The Process of Learning Matters

Many educational institutions encourage student learning to be measured by grades received.  At Opportunity Education and in the Quest Forward Academies, we believe that the process of how students learn, and the skills they acquire in that process, are at least as important.

By helping young people gain process skills for their learning, and by attending to the process of learning itself, we empower students to produce better outcomes for the rest of their lives, while also positioning them to produce better work while in school — something that does not happen when students are just aiming for a grade.  

Grades are easy to measure and tabulate. But how do you measure process quality? 

How We Measure the Quality of the Process

In our work at Opportunity Education and the Quest Forward Academies, we collect a wide variety of process-related data from the work of teachers and students: classroom engagement, effort, timeliness, support, learning progression, skills progression, volume of work, quality of work, consistency, and variability.

While highly valuable for supporting growth on a day-to-day basis, these reports are also powerful to help make informed longer-term decisions, such as informing our approach to Seamless Learning for the fall and beyond. 

The Impact Dashboard automates the collection and display of these data into 6 sets of dashboards. Collectively, they provide clear indicators of how work is being done by students and mentors, whether students are learning and gaining skills, and whether students are showing positive growth trends for learning performance and skills. Mentor work volume and work process variables are included to provide insight into how mentors are contributing to student performance.

Improving Student Outcomes

The Impact Dashboard allows our mentor teachers to focus their attention where it will do students the most good. It also makes possible data-driven decisions about school operations.

An example: When the Quest Forward Academies decided to close their physical campuses and move instruction online at the end of Term 3 (January–March), we were concerned over whether the learning that happened during Term 4 (April–June) would be comparable. By looking at impact data we were able to see that this was indeed the case.

Not only were students just as engaged and just as productive in their work, that the quality and timeliness of that work was also inline with what it had been before the move online, as was overall student progression through the courses. 

The following chart shows for one of the Academies what learning looked like during Terms 3 and 4, respectively, in each of the four core subjects. 

This table compares Term 3 2020 to Term 4 2020 student performance at a Quest Forward Academy, with pie charts demonstrating little difference in performance per subject between terms.
There was little difference in student performance between Term 3 (in-classroom) and Term 4 (distance learning).

Green: % of Students Exceeding Expectations
Blue: % of Students on Track
Yellow: % of Students Developing Understanding

The number of students exceeding expectations fell slightly in English and Science, but in both cases there was also a reduction in the number of students who were developing. Social Sciences saw an increase in the number exceeding expectations and a corresponding reduction in the number who were developing. Mathematics remains effectively constant. Overall, very little difference was seen between the performance in class and online.

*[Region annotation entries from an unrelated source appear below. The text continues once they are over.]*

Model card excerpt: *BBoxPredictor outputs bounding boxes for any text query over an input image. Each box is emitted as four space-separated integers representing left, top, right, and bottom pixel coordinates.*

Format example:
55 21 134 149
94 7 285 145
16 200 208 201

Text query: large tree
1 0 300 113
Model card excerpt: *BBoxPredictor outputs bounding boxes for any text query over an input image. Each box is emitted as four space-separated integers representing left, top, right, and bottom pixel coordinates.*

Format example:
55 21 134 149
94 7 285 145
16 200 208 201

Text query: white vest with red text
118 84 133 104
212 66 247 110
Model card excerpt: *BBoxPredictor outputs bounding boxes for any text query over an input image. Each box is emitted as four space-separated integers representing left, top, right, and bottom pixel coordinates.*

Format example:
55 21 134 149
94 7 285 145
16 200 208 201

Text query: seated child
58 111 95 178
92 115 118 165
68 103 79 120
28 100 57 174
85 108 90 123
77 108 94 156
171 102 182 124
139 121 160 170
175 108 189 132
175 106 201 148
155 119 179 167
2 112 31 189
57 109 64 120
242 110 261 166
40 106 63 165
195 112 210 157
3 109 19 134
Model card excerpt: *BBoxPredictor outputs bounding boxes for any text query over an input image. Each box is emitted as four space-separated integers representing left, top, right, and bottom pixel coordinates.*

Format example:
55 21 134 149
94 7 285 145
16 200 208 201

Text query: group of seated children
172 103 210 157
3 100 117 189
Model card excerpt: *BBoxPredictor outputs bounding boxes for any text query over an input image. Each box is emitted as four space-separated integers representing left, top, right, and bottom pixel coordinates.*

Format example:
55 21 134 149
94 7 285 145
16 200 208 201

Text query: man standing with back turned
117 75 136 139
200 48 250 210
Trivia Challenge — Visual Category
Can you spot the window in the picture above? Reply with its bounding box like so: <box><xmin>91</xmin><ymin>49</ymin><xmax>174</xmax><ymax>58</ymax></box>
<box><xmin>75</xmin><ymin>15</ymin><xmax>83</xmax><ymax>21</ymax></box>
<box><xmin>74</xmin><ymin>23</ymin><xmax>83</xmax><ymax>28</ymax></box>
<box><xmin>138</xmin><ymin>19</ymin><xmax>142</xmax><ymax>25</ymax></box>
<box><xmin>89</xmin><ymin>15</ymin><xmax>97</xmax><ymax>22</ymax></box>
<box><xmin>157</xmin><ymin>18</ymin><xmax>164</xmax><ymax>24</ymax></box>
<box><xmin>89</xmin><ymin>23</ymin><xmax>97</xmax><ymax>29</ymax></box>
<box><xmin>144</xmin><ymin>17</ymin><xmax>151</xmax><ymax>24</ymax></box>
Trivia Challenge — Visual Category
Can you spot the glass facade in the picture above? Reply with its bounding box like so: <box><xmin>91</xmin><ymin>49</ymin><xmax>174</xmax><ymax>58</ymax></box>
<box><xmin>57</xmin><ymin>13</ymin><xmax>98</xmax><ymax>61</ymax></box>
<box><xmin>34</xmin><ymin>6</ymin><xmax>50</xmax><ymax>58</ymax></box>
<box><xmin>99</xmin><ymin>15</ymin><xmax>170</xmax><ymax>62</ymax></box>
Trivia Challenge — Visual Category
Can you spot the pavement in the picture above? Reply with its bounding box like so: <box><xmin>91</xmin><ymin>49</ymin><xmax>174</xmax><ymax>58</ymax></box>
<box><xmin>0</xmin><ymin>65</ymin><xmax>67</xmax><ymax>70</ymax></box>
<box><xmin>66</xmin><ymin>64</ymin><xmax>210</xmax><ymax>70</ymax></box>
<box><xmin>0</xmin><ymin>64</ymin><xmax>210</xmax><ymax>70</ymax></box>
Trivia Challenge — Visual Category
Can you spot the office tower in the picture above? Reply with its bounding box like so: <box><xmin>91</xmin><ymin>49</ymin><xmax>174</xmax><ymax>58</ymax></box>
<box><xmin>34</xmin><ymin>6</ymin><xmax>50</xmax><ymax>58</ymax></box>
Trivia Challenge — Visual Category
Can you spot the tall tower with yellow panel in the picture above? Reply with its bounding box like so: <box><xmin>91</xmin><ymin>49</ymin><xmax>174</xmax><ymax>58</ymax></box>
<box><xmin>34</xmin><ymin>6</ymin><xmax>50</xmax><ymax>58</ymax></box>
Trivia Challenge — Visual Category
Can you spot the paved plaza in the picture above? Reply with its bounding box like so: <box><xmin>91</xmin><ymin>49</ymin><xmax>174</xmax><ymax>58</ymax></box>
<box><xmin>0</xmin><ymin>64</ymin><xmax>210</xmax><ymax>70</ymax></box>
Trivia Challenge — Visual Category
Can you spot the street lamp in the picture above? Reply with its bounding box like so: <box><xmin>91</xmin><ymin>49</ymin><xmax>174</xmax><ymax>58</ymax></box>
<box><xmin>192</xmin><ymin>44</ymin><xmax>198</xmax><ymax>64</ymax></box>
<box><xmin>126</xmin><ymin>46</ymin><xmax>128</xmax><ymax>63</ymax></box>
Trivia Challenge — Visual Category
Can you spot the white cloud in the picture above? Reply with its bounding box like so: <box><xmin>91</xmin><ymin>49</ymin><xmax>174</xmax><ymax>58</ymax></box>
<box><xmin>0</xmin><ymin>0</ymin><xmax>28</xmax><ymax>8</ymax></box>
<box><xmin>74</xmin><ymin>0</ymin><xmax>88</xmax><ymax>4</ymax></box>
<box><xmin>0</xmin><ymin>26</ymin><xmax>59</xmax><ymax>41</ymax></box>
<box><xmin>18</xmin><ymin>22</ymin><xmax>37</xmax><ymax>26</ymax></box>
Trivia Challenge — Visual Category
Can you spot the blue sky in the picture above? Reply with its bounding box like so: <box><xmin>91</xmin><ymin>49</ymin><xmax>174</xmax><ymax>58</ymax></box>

This observation is what let the Academies move forward in confidence with the plans for Seamless Learning for the 2020-21 school year.

This is just one example of the Impact Dashboard. In later blog posts I will show other versions of the dashboard, explain how it is incorporated into the instructional practice and the types of improvements we are seeing as a result.

By collecting the data, visualizing the data, and using the data to improve the process of learning, this is how we will ultimately improve the outcomes for our students.